For many people, this is a time of year for reflection (instead of year-ahead forecasts which I already touched upon here). So let me share with you my personal concerns about those who are less fortunate.
A growing class-based chasm?
This is a theme that I have expressed concerns about in the past. A fraying social fabric and a threatened middle class which endangers political stability.
Who is in the middle? Consider the following video, which depicts income distribution in the United States. While there are some inaccuracies (median household income is about 50K, not 40K), it does make the point about inequality.
The social elite these days is mostly Wall Street. Consider the I-am-more-deserving-than-you attitude in this Barron's article where bankers were asked as to whether they owed a social debt to society because of the bailouts (if you don’t have a Barron's subscription, see some excerpts here).
The greatest threat to capitalism is the capitalists themselves
In the past, this kind of "let them eat cake" mindset has led to peasant revolts. Already Moody’s has picked up on this theme and warned of social unrest. The UK is calling the bankers’ bluff to pick up and move elsewhere, but the US has caved to virtually every one of the bankers’ wishes. Yves Smith at Naked Capitalism has suggested that the proper response by the UK government would be a combination of harassment or punitive tax policy for the likes of Goldman (GS) or any other investment bank who leaves.
Policy-bias favoring Wall Street is already institutionalized.

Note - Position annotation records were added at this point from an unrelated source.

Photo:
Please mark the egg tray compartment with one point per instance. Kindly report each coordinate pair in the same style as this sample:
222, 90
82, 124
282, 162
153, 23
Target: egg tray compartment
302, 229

The New Republic has an interesting article which indicates that the US may not be able to revitalize its manufacturing base because business schools are turning graduates oriented towards finance, not operations or manufacturing.
What’s more, no less than former Federal Reserve Chairman Paul Volcker has picked up a pitchfork and appears ready to join the peasant revolt. Joseph Stiglitz believes that banking troubles are worse than pre-Lehman crisis.

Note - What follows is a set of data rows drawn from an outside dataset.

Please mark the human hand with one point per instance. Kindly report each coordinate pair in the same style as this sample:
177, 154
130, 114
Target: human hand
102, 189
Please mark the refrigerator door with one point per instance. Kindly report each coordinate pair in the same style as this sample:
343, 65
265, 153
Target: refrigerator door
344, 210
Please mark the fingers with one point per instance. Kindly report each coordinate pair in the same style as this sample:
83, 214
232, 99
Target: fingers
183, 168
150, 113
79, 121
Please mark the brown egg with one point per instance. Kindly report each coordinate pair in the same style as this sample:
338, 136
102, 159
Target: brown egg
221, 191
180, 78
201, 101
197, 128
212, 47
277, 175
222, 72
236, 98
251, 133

Others, like John Hussman, are outraged at the bailouts:
The rebirth of the American Dream, or end of Pax Americana?
It's clear that financial institutions have made a mad dash to repay TARP money in hopes of being able to pay year-end bonuses, but what is not so clear is what happens after the year actually ends. Various policy makers (particularly Ben Bernanke, who is currently up for reappointment) have begun to take on a self-congratulatory tone, suggesting that the recent crisis is not only behind us, but that it has been resolved at a profit. What is not evident from these comments is how small these “profitable” inflows have actually been, in relation to what has been spent.
I will be convinced that the crisis has been resolved at a profit when the Fed disgorges the $1.5 trillion in Fannie Mae (FNM) and Freddie Mac (FRE) securities it has bought for us, and if the U.S. government does not end up having to bail those securities out because the cash flows from the underlying mortgages prove inadequate. Having no such assurance, the smug “mission accomplished” remarks of Bernanke and Geithner are reminiscent of a veterinarian who walks out of the operating room saying “I saved the life of your rabid dog … by giving it the vital organs of your children.”
Most people who read a financial blog like this belong in the top 10% and a considerable number in the top 1%. I believe that those of us who are in the top distribution of society must realize that unless America acts to restore the American Dream and dismantle the nascent class system that was formed with financiers at the top, the end of Pax Americana is at hand.